André Delbos hatte jedoch noch eine zweite Leidenschaft: Pferde, elegante Gespanne und schöne Kutschen. Dazu ließ er einen Pferdestall, eine Kutschenremise und eine Sattlerei bauen, die bis heute sorgfältig erhalten wurden und von den Besuchern besichtigt werden können (siehe  Pferdemuseum).

1907
Marie-Louise Delbos, Tochter von André, heiratete Etienne Bouteiller. Dessen Familienname war geradezu prädestiniert für die Übernahme der Leitung des Weinguts, denn einer seiner Vorfahren war der "Bouteiller" d.h. der "Flaschenmeister" des Sonnenkönigs Ludwig XIV. und somit für den königlichen Weinkeller zuständig.

1961-62
Nach dem eisigen Winter des Jahres 1956 mit riesigen Frostschäden in ganz Frankreich beschloss Jean Bouteiller, Sohn von Marie-Louise und Etienne Bouteiller 1961, einen Teil des Nachbarguts Château Lachesnaye aufzukaufen, auf dem ebenfalls ein "Cru bourgeois supérieur" produziert wurde , der dem des Château Lanessan sehr ähnlich war. Mit dem Ziel, das Familienunternehmen zu vergrößern, erwarb Jean Bouteiller im Jahre 1962 konsequent das ebenfalls benachbarte Château de Sainte-Gemme, womit alle drei Weingüter vereint und eine gemeinsame Zufahrt von der Hauptstraße von Bordeaux nach Pauillac erhielten. Die Trilogie der Bouteiller war damit vervollständigt, so dass beim Tod von Jean Bouteiller in demselben Jahr die Grundlagen für das heutige Unternehmen gesetzt waren.

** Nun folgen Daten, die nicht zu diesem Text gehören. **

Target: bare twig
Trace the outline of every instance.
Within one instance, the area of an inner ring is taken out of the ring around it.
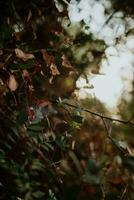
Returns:
[[[112,117],[105,116],[103,114],[100,114],[100,113],[97,113],[97,112],[94,112],[94,111],[91,111],[91,110],[88,110],[88,109],[85,109],[85,108],[82,108],[82,107],[79,107],[79,106],[76,106],[76,105],[73,105],[73,104],[70,104],[70,103],[64,103],[63,102],[63,104],[66,105],[66,106],[72,107],[72,108],[81,109],[82,111],[90,113],[91,115],[95,115],[97,117],[100,117],[101,119],[107,119],[107,120],[110,120],[111,122],[128,124],[128,125],[131,125],[132,127],[134,126],[134,123],[131,120],[123,120],[123,119],[112,118]]]
[[[123,193],[121,194],[120,200],[125,200],[128,193],[128,184],[125,186]]]

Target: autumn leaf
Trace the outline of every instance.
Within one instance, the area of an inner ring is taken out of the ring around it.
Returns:
[[[62,55],[61,58],[62,58],[62,66],[63,67],[72,68],[70,61],[68,60],[68,58],[64,54]]]
[[[31,53],[25,53],[21,49],[16,48],[15,49],[15,54],[17,58],[22,59],[23,61],[27,61],[29,59],[33,59],[34,55]]]
[[[9,82],[8,82],[8,87],[11,91],[15,91],[18,87],[18,83],[15,79],[14,75],[10,75],[9,77]]]
[[[51,69],[51,74],[52,74],[53,76],[56,76],[56,75],[59,75],[59,74],[60,74],[60,72],[59,72],[57,66],[56,66],[54,63],[51,63],[50,69]]]
[[[50,66],[54,62],[54,57],[52,55],[49,55],[45,49],[41,49],[41,53],[47,66]]]
[[[30,21],[31,17],[32,17],[32,11],[30,9],[29,12],[28,12],[28,16],[27,16],[27,22]]]

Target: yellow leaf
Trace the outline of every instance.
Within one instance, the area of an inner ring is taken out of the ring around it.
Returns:
[[[16,48],[15,54],[17,58],[22,59],[23,61],[27,61],[29,59],[33,59],[34,55],[32,53],[25,53],[21,49]]]

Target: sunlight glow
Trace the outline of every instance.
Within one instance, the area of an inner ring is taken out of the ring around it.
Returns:
[[[94,38],[104,40],[107,45],[100,63],[100,73],[104,75],[87,74],[89,83],[80,77],[76,93],[79,98],[96,96],[113,109],[123,93],[127,98],[132,91],[134,36],[126,36],[126,32],[134,28],[134,19],[125,17],[121,11],[114,13],[110,0],[71,0],[68,12],[72,24],[83,20],[86,27],[83,31],[92,33]]]

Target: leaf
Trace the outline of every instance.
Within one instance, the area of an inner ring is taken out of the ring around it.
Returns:
[[[28,12],[28,16],[27,16],[27,22],[30,21],[31,17],[32,17],[32,11],[30,9],[29,12]]]
[[[74,116],[72,117],[72,119],[73,119],[73,121],[75,121],[75,122],[77,122],[77,123],[80,123],[80,124],[83,122],[83,117],[80,116],[80,115],[74,115]]]
[[[15,91],[18,87],[18,83],[15,79],[14,75],[10,75],[9,77],[9,82],[8,82],[8,87],[11,91]]]
[[[44,196],[44,192],[41,192],[41,191],[37,191],[37,192],[34,192],[33,194],[32,194],[35,198],[42,198],[43,196]]]
[[[15,54],[17,58],[22,59],[23,61],[27,61],[29,59],[33,59],[34,55],[31,53],[25,53],[21,49],[16,48],[15,49]]]
[[[133,155],[122,156],[122,163],[127,169],[129,169],[131,172],[134,173],[134,156]]]
[[[98,176],[92,175],[90,173],[85,173],[81,177],[82,181],[85,183],[89,183],[91,185],[98,185],[100,183],[100,178]]]
[[[50,66],[51,63],[54,62],[54,57],[49,55],[45,49],[41,49],[41,53],[43,55],[43,59],[45,60],[47,66]]]
[[[59,72],[57,66],[56,66],[54,63],[51,63],[50,69],[51,69],[51,74],[52,74],[53,76],[56,76],[56,75],[59,75],[59,74],[60,74],[60,72]]]
[[[98,164],[96,163],[96,160],[89,158],[88,159],[88,163],[87,163],[87,167],[88,167],[88,172],[90,174],[96,174],[99,172],[100,167],[98,166]]]
[[[62,55],[61,58],[62,58],[62,66],[63,67],[72,68],[70,61],[67,59],[67,57],[64,54]]]

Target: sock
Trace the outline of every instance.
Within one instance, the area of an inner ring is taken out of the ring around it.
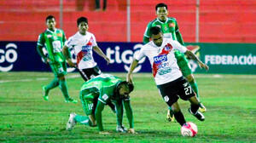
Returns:
[[[46,93],[45,95],[48,95],[49,91],[55,87],[57,87],[59,85],[59,79],[55,77],[49,84],[46,85],[45,89],[46,89]]]
[[[80,123],[87,125],[87,126],[91,126],[91,122],[87,116],[76,115],[76,117],[74,117],[74,120],[77,123]]]
[[[60,89],[61,89],[65,99],[66,100],[69,99],[66,80],[60,80],[59,84],[60,84]]]
[[[190,107],[191,112],[195,114],[197,112],[199,106],[200,106],[199,105],[191,105]]]
[[[174,112],[173,112],[173,111],[172,110],[172,106],[168,106],[168,110],[170,111],[171,117],[172,117]]]
[[[196,82],[195,81],[189,82],[189,84],[190,84],[191,88],[193,89],[193,90],[195,92],[196,97],[197,97],[198,100],[200,100],[200,99],[199,99],[198,87],[197,87]]]
[[[183,114],[181,112],[175,112],[175,113],[174,113],[174,117],[175,117],[177,122],[181,126],[183,126],[184,123],[186,123],[184,116],[183,116]]]

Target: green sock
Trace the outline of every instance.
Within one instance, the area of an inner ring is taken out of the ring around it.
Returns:
[[[59,85],[59,79],[55,77],[49,84],[45,87],[45,95],[48,95],[49,91]]]
[[[74,120],[77,123],[80,123],[87,126],[91,126],[91,122],[87,116],[76,115]]]
[[[69,98],[68,92],[67,92],[67,82],[66,80],[60,80],[60,89],[65,97],[66,100]]]
[[[196,82],[195,81],[189,82],[189,84],[192,87],[193,90],[195,92],[197,99],[200,100],[200,99],[199,99],[198,87],[197,87]]]

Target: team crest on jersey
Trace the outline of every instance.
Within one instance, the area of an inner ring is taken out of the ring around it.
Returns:
[[[174,22],[169,23],[169,27],[175,27],[175,23]]]
[[[154,57],[154,61],[155,64],[160,64],[164,61],[167,61],[167,55],[166,54],[160,54]]]
[[[166,51],[171,51],[172,49],[172,46],[170,44],[170,43],[167,43],[166,46],[165,46],[165,50]]]

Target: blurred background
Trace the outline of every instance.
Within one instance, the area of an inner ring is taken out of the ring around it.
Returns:
[[[220,59],[226,58],[223,55],[231,55],[230,66],[236,66],[234,69],[237,66],[241,70],[250,69],[239,73],[255,73],[255,0],[108,0],[105,7],[103,0],[100,0],[100,8],[96,8],[95,0],[1,0],[0,67],[14,64],[22,54],[27,54],[27,51],[37,54],[33,51],[35,43],[38,35],[46,29],[45,18],[49,14],[56,18],[57,27],[64,30],[67,38],[78,31],[76,20],[85,16],[89,19],[89,31],[95,34],[104,52],[108,48],[116,51],[116,46],[119,47],[120,54],[125,49],[134,51],[134,46],[142,44],[147,24],[155,19],[154,7],[159,3],[168,5],[169,17],[177,19],[184,42],[201,46],[203,61],[205,55],[212,55],[212,52],[218,54]],[[16,46],[7,46],[9,43]],[[8,53],[7,47],[16,47],[14,49],[17,55],[14,52]],[[216,47],[225,49],[222,51]],[[24,53],[20,49],[23,49]],[[229,53],[230,51],[235,53]],[[39,59],[38,54],[32,57]],[[218,57],[213,60],[218,60]],[[215,66],[218,69],[223,66],[230,70],[228,73],[236,72],[227,66],[228,62],[218,64],[213,60],[207,63],[210,66],[212,65],[213,69]],[[39,62],[37,64],[39,67],[34,69],[14,65],[9,71],[42,71],[44,68]]]

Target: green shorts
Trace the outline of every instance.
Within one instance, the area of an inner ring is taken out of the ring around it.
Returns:
[[[96,93],[84,90],[80,92],[80,100],[85,114],[87,116],[94,115],[98,100],[98,96],[96,95]]]
[[[180,68],[183,75],[186,77],[187,76],[192,74],[192,71],[189,64],[189,60],[185,57],[184,54],[176,50],[174,52],[174,54],[175,54],[175,58],[177,59],[177,66]]]
[[[66,62],[56,62],[56,63],[49,64],[49,66],[55,77],[59,77],[67,75]]]

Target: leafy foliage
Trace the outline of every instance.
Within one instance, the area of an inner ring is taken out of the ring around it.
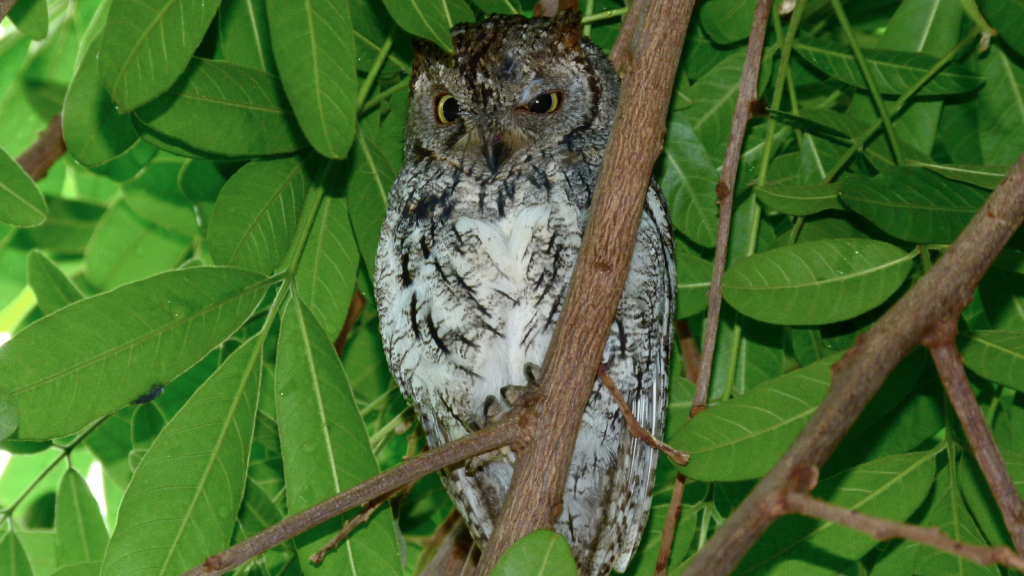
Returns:
[[[675,229],[676,320],[698,346],[755,4],[698,4],[655,170]],[[1024,3],[976,4],[999,33],[987,51],[975,2],[846,3],[892,134],[828,2],[807,3],[786,67],[793,16],[773,16],[758,91],[769,113],[741,151],[711,405],[692,419],[673,343],[666,438],[692,460],[670,573],[781,457],[840,353],[1024,151]],[[425,448],[384,361],[374,258],[402,162],[411,37],[450,50],[450,27],[492,12],[530,14],[518,0],[15,4],[0,25],[0,333],[12,335],[0,347],[0,449],[12,454],[0,572],[177,574]],[[615,14],[591,23],[605,51]],[[33,182],[15,158],[57,112],[69,154]],[[957,342],[1024,493],[1021,275],[1015,238]],[[813,494],[1008,544],[942,394],[925,355],[907,358]],[[628,574],[654,569],[676,474],[663,460]],[[413,576],[452,504],[436,476],[394,502],[319,570]],[[306,558],[341,523],[236,573],[311,574]],[[574,570],[564,539],[542,531],[496,574]],[[996,570],[793,517],[737,570],[751,573]]]

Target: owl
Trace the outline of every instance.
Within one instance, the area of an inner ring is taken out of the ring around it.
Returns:
[[[582,37],[579,12],[494,15],[455,27],[452,43],[447,53],[414,41],[404,163],[375,272],[388,363],[431,447],[502,417],[536,385],[618,101],[618,77]],[[602,361],[657,438],[675,306],[672,250],[665,199],[652,182]],[[442,474],[480,545],[515,461],[506,449]],[[595,378],[554,527],[580,574],[626,569],[656,462]]]

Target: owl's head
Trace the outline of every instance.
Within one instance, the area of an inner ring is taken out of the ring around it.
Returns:
[[[493,15],[452,29],[452,53],[414,41],[406,160],[498,175],[527,154],[603,148],[618,77],[580,13]]]

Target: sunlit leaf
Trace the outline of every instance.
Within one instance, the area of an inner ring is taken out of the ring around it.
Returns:
[[[234,332],[265,292],[262,278],[252,273],[195,268],[81,300],[37,321],[0,347],[3,383],[22,413],[18,438],[67,436],[154,383],[171,381]],[[74,345],[54,348],[54,341]]]

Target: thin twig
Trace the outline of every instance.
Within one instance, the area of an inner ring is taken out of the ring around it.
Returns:
[[[690,562],[684,576],[725,576],[784,507],[798,466],[820,467],[900,360],[937,320],[962,310],[1024,219],[1024,157],[945,255],[833,366],[828,394],[782,458]]]
[[[925,528],[902,524],[882,518],[862,515],[856,510],[829,504],[807,494],[791,493],[785,499],[786,510],[792,513],[830,522],[863,532],[879,541],[912,540],[953,556],[970,560],[982,566],[998,564],[1014,570],[1024,571],[1024,559],[1014,554],[1006,546],[989,548],[957,542],[943,534],[938,528]]]
[[[715,264],[708,290],[708,328],[705,329],[703,345],[700,347],[700,372],[697,376],[696,392],[690,415],[696,415],[708,407],[708,386],[711,384],[711,367],[715,361],[715,342],[718,339],[718,325],[722,315],[722,275],[725,274],[725,259],[729,253],[729,228],[732,221],[732,197],[736,188],[736,170],[746,133],[746,122],[751,118],[751,105],[758,99],[758,75],[761,72],[761,53],[764,49],[765,32],[768,30],[768,12],[771,0],[758,0],[754,12],[754,27],[746,44],[746,59],[739,77],[739,93],[736,109],[732,114],[732,129],[729,131],[729,146],[722,164],[722,179],[715,187],[718,194],[718,242],[715,245]]]
[[[542,368],[541,400],[534,442],[516,452],[505,505],[480,559],[488,574],[522,536],[550,528],[560,513],[575,439],[594,389],[594,378],[610,334],[637,229],[662,153],[666,119],[679,55],[694,0],[637,2],[635,46],[625,69],[618,107],[594,188],[590,218],[565,302]]]
[[[63,142],[61,119],[60,114],[54,115],[46,129],[39,132],[39,138],[17,157],[18,165],[34,181],[45,178],[50,167],[68,151]]]
[[[525,416],[524,412],[531,409],[532,407],[529,406],[520,406],[516,411],[509,413],[492,426],[440,446],[435,450],[428,450],[416,458],[407,460],[328,500],[287,518],[230,548],[206,559],[206,562],[186,572],[185,576],[224,574],[247,560],[255,558],[306,530],[319,526],[382,495],[390,494],[402,486],[416,482],[445,466],[463,462],[473,456],[497,450],[509,444],[526,441],[531,435],[530,422],[532,418]]]
[[[669,560],[672,557],[672,544],[676,540],[676,524],[679,523],[679,512],[683,508],[683,489],[685,488],[686,477],[677,474],[676,483],[672,486],[669,512],[665,517],[665,527],[662,529],[662,548],[657,551],[654,576],[666,576],[669,573]]]
[[[612,380],[611,376],[608,375],[608,371],[604,369],[603,364],[598,366],[597,375],[601,378],[601,383],[604,384],[605,389],[611,394],[611,398],[615,401],[615,405],[618,406],[618,411],[623,413],[623,417],[626,418],[626,425],[630,427],[630,431],[633,433],[634,438],[642,440],[645,444],[647,444],[647,446],[650,446],[654,450],[664,452],[669,459],[680,466],[685,466],[686,463],[690,461],[689,454],[683,452],[682,450],[677,450],[654,438],[652,434],[640,425],[640,422],[637,421],[637,417],[633,414],[633,410],[630,410],[630,406],[626,404],[626,399],[623,398],[623,393],[620,392],[614,380]]]
[[[1002,520],[1013,539],[1014,547],[1018,551],[1024,551],[1024,500],[1021,500],[1021,495],[1017,492],[1013,479],[1010,478],[1007,463],[999,454],[992,431],[985,423],[985,415],[978,407],[971,384],[967,381],[964,363],[956,349],[958,317],[957,314],[936,326],[924,343],[932,353],[932,359],[942,378],[942,385],[946,388],[949,403],[964,425],[971,451],[974,452],[978,466],[984,472],[985,480],[992,490],[992,496],[995,497],[995,503],[1002,512]]]

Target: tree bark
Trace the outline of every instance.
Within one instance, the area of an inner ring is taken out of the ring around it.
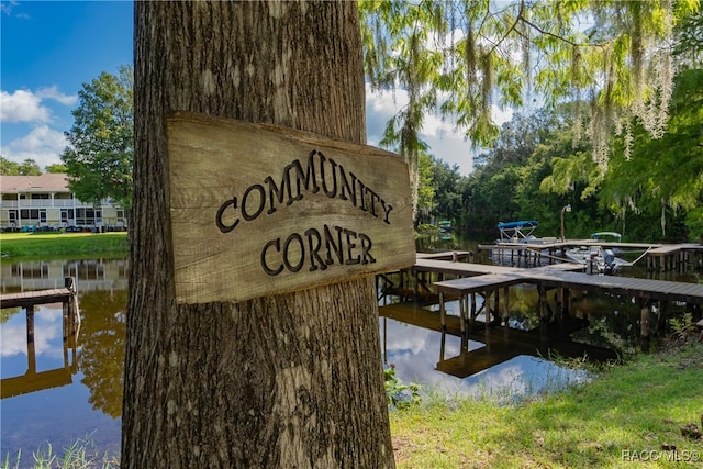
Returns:
[[[135,2],[123,468],[394,466],[371,278],[242,303],[174,289],[166,116],[365,143],[357,8]]]

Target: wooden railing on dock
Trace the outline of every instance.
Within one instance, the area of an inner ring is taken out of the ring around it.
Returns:
[[[698,245],[682,245],[680,249],[699,249]],[[661,249],[667,253],[677,252]],[[459,324],[462,332],[472,331],[473,322],[482,313],[486,324],[506,321],[509,314],[509,288],[520,283],[537,286],[539,292],[540,317],[547,316],[547,290],[559,289],[557,295],[561,313],[568,313],[571,303],[571,290],[596,291],[639,300],[641,309],[641,337],[649,337],[649,313],[655,302],[659,303],[659,321],[666,319],[670,302],[685,303],[687,308],[703,305],[703,284],[676,282],[616,276],[600,276],[576,272],[582,266],[574,264],[555,264],[536,268],[516,268],[473,263],[439,260],[419,255],[415,265],[400,272],[400,284],[393,286],[397,294],[405,298],[429,298],[432,293],[439,301],[440,324],[446,327],[445,298],[459,299]],[[429,276],[427,276],[429,273]],[[433,276],[436,281],[433,280]],[[445,280],[445,277],[454,279]],[[413,283],[412,289],[410,283]],[[502,293],[501,293],[502,290]],[[483,298],[483,304],[477,309],[476,295]],[[491,301],[493,297],[493,301]],[[501,297],[504,299],[501,304]],[[491,306],[493,303],[493,306]],[[491,308],[493,310],[491,310]]]
[[[480,244],[479,249],[495,253],[495,257],[501,263],[534,267],[566,260],[563,253],[569,248],[594,245],[622,250],[641,249],[646,253],[645,263],[648,272],[657,270],[684,272],[688,266],[700,266],[703,261],[703,245],[696,243],[609,243],[603,239],[566,239],[549,243]]]
[[[64,288],[40,291],[5,293],[0,295],[0,309],[22,308],[26,311],[27,370],[24,375],[4,378],[0,381],[0,398],[11,398],[42,389],[68,384],[78,371],[77,340],[80,331],[80,311],[76,295],[75,280],[67,277]],[[34,310],[38,304],[62,303],[64,333],[64,367],[46,371],[36,370],[34,345]],[[69,359],[69,351],[70,354]]]

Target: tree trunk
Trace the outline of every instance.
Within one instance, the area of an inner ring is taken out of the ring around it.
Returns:
[[[167,114],[365,143],[357,14],[356,2],[135,2],[123,468],[394,466],[372,279],[242,303],[176,304],[174,289]]]

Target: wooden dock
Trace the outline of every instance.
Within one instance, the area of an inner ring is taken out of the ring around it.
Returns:
[[[676,250],[662,248],[660,253],[663,255]],[[389,291],[415,301],[438,301],[442,327],[447,326],[445,302],[458,299],[461,332],[472,331],[480,315],[483,323],[505,322],[510,309],[509,289],[522,283],[537,287],[543,319],[548,316],[547,291],[553,289],[557,290],[555,297],[562,314],[568,314],[571,310],[572,291],[635,298],[641,311],[643,338],[649,336],[649,313],[654,303],[659,305],[660,322],[665,321],[671,302],[685,303],[688,309],[696,309],[699,312],[703,305],[703,284],[700,283],[588,275],[576,271],[582,270],[583,266],[568,263],[517,268],[446,260],[456,256],[447,254],[444,258],[437,258],[419,255],[412,268],[399,272],[400,284],[392,284]],[[480,308],[477,308],[477,295],[483,299]]]
[[[563,261],[563,253],[567,249],[581,246],[601,246],[622,252],[641,250],[645,253],[646,269],[649,272],[657,270],[683,272],[687,266],[691,264],[698,265],[703,259],[703,245],[696,243],[659,244],[617,243],[604,239],[566,239],[544,243],[481,244],[479,249],[494,253],[501,264],[534,267]]]
[[[0,399],[26,394],[42,389],[70,383],[78,371],[77,339],[80,331],[80,312],[75,281],[68,277],[64,288],[25,291],[0,295],[0,309],[22,308],[26,311],[27,370],[24,375],[4,378],[0,382]],[[34,344],[34,309],[38,304],[62,303],[64,328],[64,367],[37,371]],[[69,359],[69,350],[72,350]]]

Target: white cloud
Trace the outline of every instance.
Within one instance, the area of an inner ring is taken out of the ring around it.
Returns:
[[[41,99],[53,99],[64,105],[75,105],[78,102],[77,94],[64,94],[56,87],[41,88],[36,90],[36,96]]]
[[[366,83],[366,127],[369,145],[378,145],[383,137],[386,123],[408,104],[405,90],[372,91]],[[493,121],[499,126],[513,116],[512,109],[501,110],[498,105],[491,108]],[[438,114],[425,115],[420,137],[429,145],[429,153],[437,158],[457,165],[461,175],[473,170],[473,148],[471,142],[465,138],[461,131],[457,131],[455,121],[450,118],[442,119]]]
[[[60,163],[59,155],[68,146],[66,136],[48,125],[33,129],[27,135],[2,147],[2,156],[16,163],[34,159],[40,167]]]
[[[53,100],[62,105],[74,105],[76,94],[64,94],[56,87],[41,88],[36,92],[16,90],[0,91],[0,122],[46,123],[52,120],[52,110],[43,101]]]
[[[0,91],[0,122],[48,122],[52,112],[31,91]]]

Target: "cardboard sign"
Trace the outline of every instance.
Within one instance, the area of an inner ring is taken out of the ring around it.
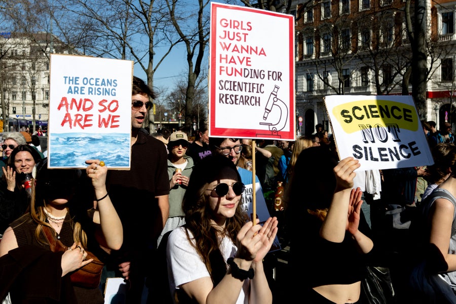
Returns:
[[[294,140],[294,18],[211,6],[209,134]]]
[[[130,165],[133,61],[51,54],[48,165]]]
[[[325,105],[340,159],[359,160],[359,170],[434,163],[411,96],[326,96]]]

Anschließend wurde das dreifache Weingut von zwei seiner Söhne geleitet. Zunächst von Bertrand Bouteiller, der die Nachfolge seines Vaters bis 1970 übernahm, um danach die Weingüter Pichon-Longueville und später Château Palmer zu leiten. 1970 wurde somit sein Bruder Hubert Bouteiller Leiter des Familienunternehmens und ist dies auch bis 2007 geblieben.

Heute
Der Familienkonzern "Groupement Foncier Agricole (GFA) des Domaines Bouteiller" besitzt heute 380 Hektar Land und drei Weingüter:

Château Lanessan
Château Lachesnaye
Château de Sainte-Gemme

Die zivile landwirtschaftliche Betriebsgesellschaft ("Société Civile d’Exploitation Agricole - SCEA) Delbos Bouteiller" betreibt die Weinberge der Güter, befasst sich mit der Weinbereitung und übernimmt die Kommerzialisierung der Produktion. Der Forstbetrieb "Groupement Forestier des Landes de Lanessan" besitzt 179 Hektar Wald mit Kiefern, Pappeln, Eichen, Korkeichen und diversen anderen Baumarten, der die "Sauerstoffquelle" des Grundbesitzes darstellt. Nach den Sturmschäden im Dezember 1999 wurde er wieder sorgfältig nachgepflanzt.

Das Familienunternehmen beschäftigt 28 Personen für die Produktion und Kommerzialisierung von 450.000 Flaschen pro Jahr, die aus  80 Hektar Weinbergen stammen.